Table 5 gives weak scaling results for the scramjet engine case, where the scaling factor is calculated the same way it was done for the heat transfer manifold case. It can be seen in Table 5, with a relatively equal amount of workload per part in each test, the drop in weak scaling is modest as the core count is increased. In contrast to the strong scaling results, the weak scaling is better for the heat transfer manifold case as compared to the scramjet case. Note that the mesh increase factors are less in the scramjet case by roughly 2\(\times\) as compared to the heat transfer manifold case. As noted earlier, the parallel performance of the mesh adaptation procedure is specific to the types of mesh modification operations carried out on different parts and on the communication-to-computation ratio.

6 Closing remarks

In this paper, a parallel adaptive boundary layer meshing procedure is presented. The approach successfully works on distributed meshes and effectively supports layered structure in the mesh. It is based on local mesh modification operations which are carried out in parallel and dictated by the specified mesh size field. The current parallelization paradigm allows the adaptation procedure to be applied on large and complex problem cases (e.g., on meshes with billions of regions).

The adaptation procedure was executed in parallel for three viscous flow problem cases, namely: the ONERA M6 wing, a heat transfer manifold and a scramjet engine.
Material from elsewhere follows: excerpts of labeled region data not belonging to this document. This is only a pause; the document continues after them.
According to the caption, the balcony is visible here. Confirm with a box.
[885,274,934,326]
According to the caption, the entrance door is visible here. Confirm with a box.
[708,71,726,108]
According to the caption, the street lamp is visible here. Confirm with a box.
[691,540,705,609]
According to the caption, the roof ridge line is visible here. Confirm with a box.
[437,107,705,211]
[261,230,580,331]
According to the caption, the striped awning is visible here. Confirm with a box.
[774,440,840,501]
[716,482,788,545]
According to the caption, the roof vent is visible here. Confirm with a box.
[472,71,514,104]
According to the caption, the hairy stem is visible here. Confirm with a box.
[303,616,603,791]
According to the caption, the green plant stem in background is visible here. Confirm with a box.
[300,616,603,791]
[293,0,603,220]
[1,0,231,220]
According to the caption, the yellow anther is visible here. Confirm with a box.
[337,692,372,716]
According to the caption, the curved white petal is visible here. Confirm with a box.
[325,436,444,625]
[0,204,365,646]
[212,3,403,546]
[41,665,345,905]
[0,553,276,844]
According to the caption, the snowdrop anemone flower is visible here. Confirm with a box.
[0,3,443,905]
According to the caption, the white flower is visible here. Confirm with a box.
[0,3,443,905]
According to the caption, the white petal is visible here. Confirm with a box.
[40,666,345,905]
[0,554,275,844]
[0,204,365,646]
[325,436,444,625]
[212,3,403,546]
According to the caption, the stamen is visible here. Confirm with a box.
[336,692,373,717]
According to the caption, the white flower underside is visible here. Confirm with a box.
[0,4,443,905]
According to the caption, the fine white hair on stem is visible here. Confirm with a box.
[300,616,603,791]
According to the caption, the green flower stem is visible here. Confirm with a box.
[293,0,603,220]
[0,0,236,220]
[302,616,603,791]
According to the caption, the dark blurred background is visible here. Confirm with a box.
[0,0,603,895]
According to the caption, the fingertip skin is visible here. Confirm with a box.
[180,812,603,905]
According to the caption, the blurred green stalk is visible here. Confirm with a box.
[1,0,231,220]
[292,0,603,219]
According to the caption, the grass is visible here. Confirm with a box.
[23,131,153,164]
It has been demonstrated that boundary layer mesh adaptation leads to an accurate prediction of flow quantities of interest (e.g., surface pressure and wall shear stress) and appropriately resolves critical flow features (e.g., lambda shock). In the ONERA M6 wing case, numerical results on the finest adapted mesh showed good agreement with the experimental data. However, in the other two cases a qualitative assessment was made.

The parallel performance of the mesh adaptation procedure for these problems showed that the execution time decreases with an increase in the number of cores for a fixed size problem or under strong scaling (e.g., with 5 doublings in core counts). Weak scaling was also presented showing that the procedure is capable to scale for larger meshes on high core counts (e.g., spanning a factor of 36 in the number of mesh regions and core counts). With mesh adaptation taking a small fraction of the total simulation time within the adaptive loop, parallel boundary layer mesh adaptation can be effectively integrated into workflows to support large-scale automated flow simulations of complex problems on high core counts. In the future, we plan to include cases where change in number of layers is required and far-field solution features (e.g., far-field shocks) play an important role.